A fully-featured feedforward neural network framework built from scratch in Go. No ML libraries, no external dependencies — just pure Go.


Features

  • Fully configurable architecture — any depth, any width, per-layer settings
  • 7 optimizers — SGD, Momentum, EMA Momentum, Nesterov, RMSProp, Adam, AdamW
  • 4 activation functions — ReLU, Sigmoid, Tanh, Softmax
  • 2 loss functions — Mean Squared Error, Categorical Cross-Entropy (auto-selected)
  • 4 weight initializers — Xavier Uniform/Normal, Kaiming Uniform/Normal (per-layer)
  • Dropout regularization — inverted dropout with per-layer configurable rates
  • Early stopping — halts training on validation plateau, restores best weights
  • ReduceLROnPlateau — automatically reduces learning rate when validation loss stalls
  • Weight decay — L2 regularization (SGD/Momentum/RMSProp) and decoupled decay (AdamW)
  • Mini-batch training — with per-epoch dataset shuffling and progress bar
  • Weight save/load — binary serialization via encoding/gob
  • CSV data loader — with header support, label one-hot encoding, and feature scaling
  • Dataset splitting — with or without shuffling
  • Per-epoch validation — loss reporting on a held-out set

Installation

go get github.com/ThakurMayank5/gonn

Quick Start

import (
    activ "github.com/ThakurMayank5/gonn/activation"

    "github.com/ThakurMayank5/gonn/dataloader"
    "github.com/ThakurMayank5/gonn/dataset"

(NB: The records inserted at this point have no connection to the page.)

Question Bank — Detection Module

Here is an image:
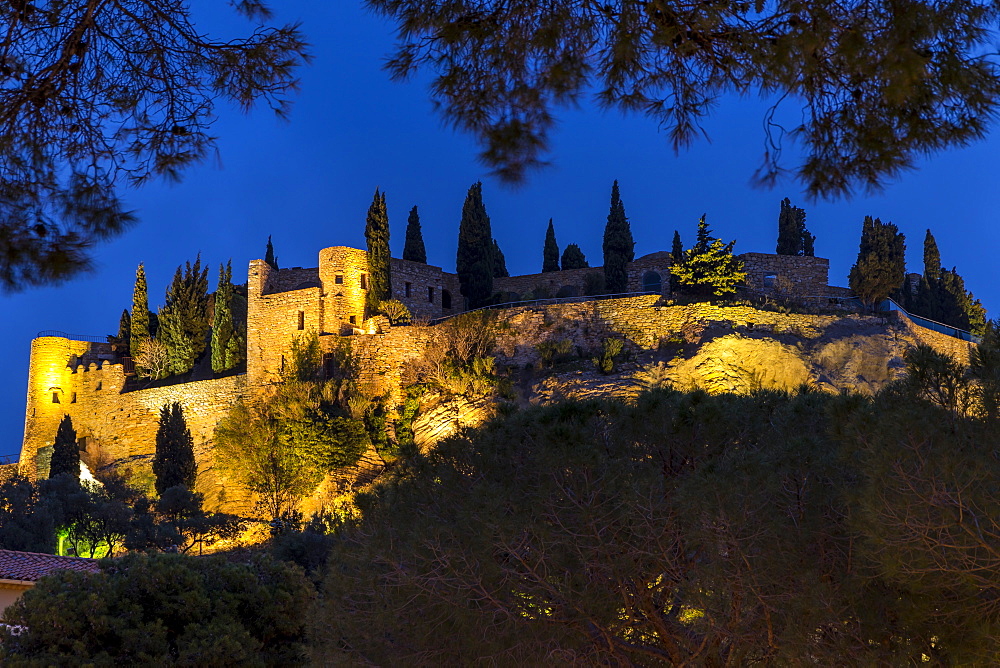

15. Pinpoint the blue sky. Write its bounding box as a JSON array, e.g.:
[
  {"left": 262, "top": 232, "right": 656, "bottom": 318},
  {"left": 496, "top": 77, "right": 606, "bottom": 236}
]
[{"left": 0, "top": 0, "right": 1000, "bottom": 455}]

    nn    "github.com/ThakurMayank5/gonn/neuralnetwork"
)
1. Define a Model
model := nn.Model{
    NeuralNetwork: nn.NeuralNetwork{
        InputLayer: nn.InputLayer{Neurons: 784},
        Layers: []nn.Layer{
            {
                Neurons:            256,
                ActivationFunction: activ.ReLU,
                Initialization:     nn.KaimingNormalInitializer,
                DropoutRate:        0.3,
            },
            {
                Neurons:            128,
                ActivationFunction: activ.ReLU,
                Initialization:     nn.KaimingNormalInitializer,
                DropoutRate:        0.3,
            },
            {
                Neurons:            64,
                ActivationFunction: activ.ReLU,
                Initialization:     nn.KaimingNormalInitializer,
                DropoutRate:        0.2,
            },
        },
        OutputLayer: nn.OutputLayer{
            Neurons:            10,
            ActivationFunction: activ.Softmax,
            Initialization:     nn.KaimingNormalInitializer,
        },
    },
    TrainingConfig: nn.TrainingConfig{
        Epochs:       30,
        LearningRate: 0.001,
        Optimizer:    nn.ADAMW,
        Beta1:        0.9,
        Beta2:        0.999,
        Epsilon:      1e-8,
        WeightDecay:  0.0001,
        LossFunction: "categorical_crossentropy",
        BatchSize:    64,

        // LR Scheduler
        ReduceOnPlateau: true,
        LRFactor:        0.5,
        LRPatience:      3,
        MinLR:           1e-6,

        // Early Stopping
        EarlyStopping:         true,
        EarlyStoppingPatience: 5,
    },
}
2. Initialize Weights
err := model.InitializeWeights()
if err != nil {
    log.Fatal(err)
}
3. Load Data
cfg := dataset.CSVConfig{
    HasHeader:      true,
    InputColumns:   pixelCols,      // []int of column indices
    HasLabelColumn: true,
    LabelColumn:    0,
    NumClasses:     10,
    Delimiter:      ',',
    Scaling:        dataset.MinMaxNormalize,
}

train, _ := dataloader.FromCSV("train.csv", cfg)
test, _  := dataloader.FromCSV("test.csv", cfg)
4. Train
err = model.Fit(train, test)

Fit prints per-epoch progress bars, validation loss, LR reductions, and early stopping messages.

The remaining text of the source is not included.